Courts considering the grant of a preliminary injunction must also consider the likelihood of irreparable harm in the absence of temporary relief, as well as balance the interest of the public and any potential harm to the party opposing the injunction. Ferring Pharms., 765 F.3d at 210.

The evidence is sufficient to establish a likelihood of irreparable harm. "Grounds for finding irreparable injury include loss of control of reputation, loss of trade, and loss of good will." Opticians Ass'n of Am. v. Indep. Opticians of Am., 920 F.2d 187, 195 (3d Cir. 1990). A trademark owner's lack of ability to control the quality and reputation of the products associated with his mark is potentially damaging. Id. Plaintiff presented evidence that Mr. Chambers contacted one of its top customers claiming that Plaintiff "pirated" his formulas and sold them as "knock off[s]." Ex. P-20. At least one other customer contacted Plaintiff requesting products that he purchased through Mr. Chambers. Ex. P-55. As discussed in detail at the TRO hearing, Defendants have also sold both products using labels that Plaintiff had previously produced but then decided was unacceptable for use on its products. This confusion in the marketplace demonstrates the harm necessary to justify injunctive relief.

This confusion is also damaging to the public. "Public interest can be defined a number of ways, but in a trademark case, it is most often a synonym for the right of the public not to be deceived or confused." Opticians Ass'n., 920 F.2d at 197. Having found that there has been actual customer confusion about the source of ATG and Magsoothium products, it follows that there is a public interest in enjoining infringing use of the marks to prevent further confusion.

This interest is not outweighed by the potential harm to Defendants. From a general review of the testimony in this case, it appears to me that all of the principals undertook this venture with expectations of a greater degree of market and financial success than has proven to be the case. Because this product line has been Mr.

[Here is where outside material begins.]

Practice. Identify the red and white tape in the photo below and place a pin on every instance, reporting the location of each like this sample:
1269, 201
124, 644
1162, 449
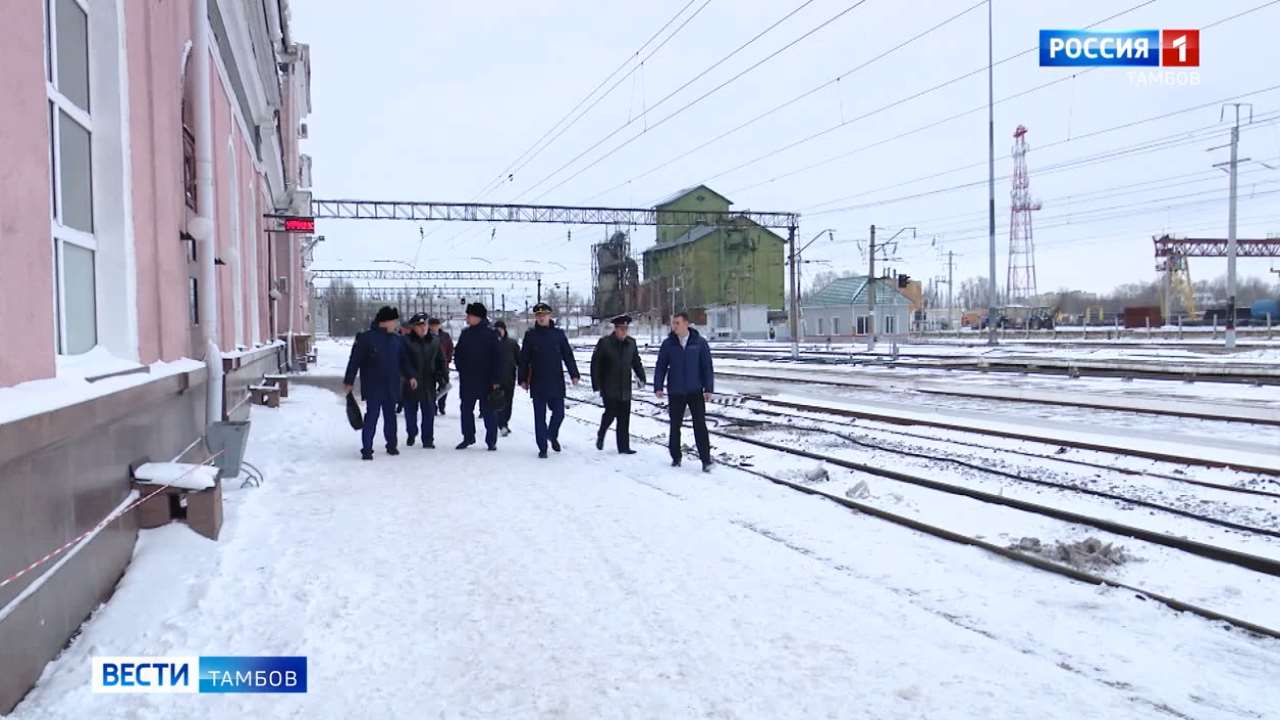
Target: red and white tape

Chambers' principal source of income for himself and his family, these setbacks have given rise to some degree of financial desperation. At various junctures during the initial hearing on June 7, 2016, Mr. Chambers appeared to be invoking a right of "self-help," to make up for the disappointing performance of the new venture. Although I sympathize with Mr. Chambers' dilemma, and recognize that he has faced particular personal challenges by virtue of two separate battles with cancer, it remains the case that parties must abide by the agreements into which they enter. As I communicated to the parties at argument, I also regret the breakdown in a personal friendship that spanned decades. Nonetheless, if Plaintiff is able to profit through sales of the products and thereby make any distributions to its shareholders, then Defendants can expect to benefit as contemplated in the APA. Therefore, the risk of harm to Defendants by prohibiting sales of infringing products does not outweigh the risk of harm to Plaintiff, and Plaintiff has met its burden to prove its claims merit preliminary injunctive relief. An appropriate Preliminary Injunction Order follows.

FootNotes


1. It bears mention that Dobler cited a Seventh Circuit case, T.M.T. North America, Inc. v. Magic Touch GMBH, 124 F.3d 876, 884 (7th Cir. 1997), which held that in the absence of a writing, "strong evidence" would be necessary to establish an assignment. I am forced to conclude that T.M.T. North America was wrongly decided, because it dealt solely with the Lanham Act, and the only authority cited was once again McCarthy on Trademarks and Unfair Competition. Putting to one side the fact that a treatise cannot trump a statute, the Court erroneously cited the portion that discussed common law trademarks, rather than federally registered ones.
2. As discussed below, Defendants dispute the validity of this agreement, but since Defendant Chambers concedes that he signed some form of a contract containing this quoted language, such a dispute is immaterial.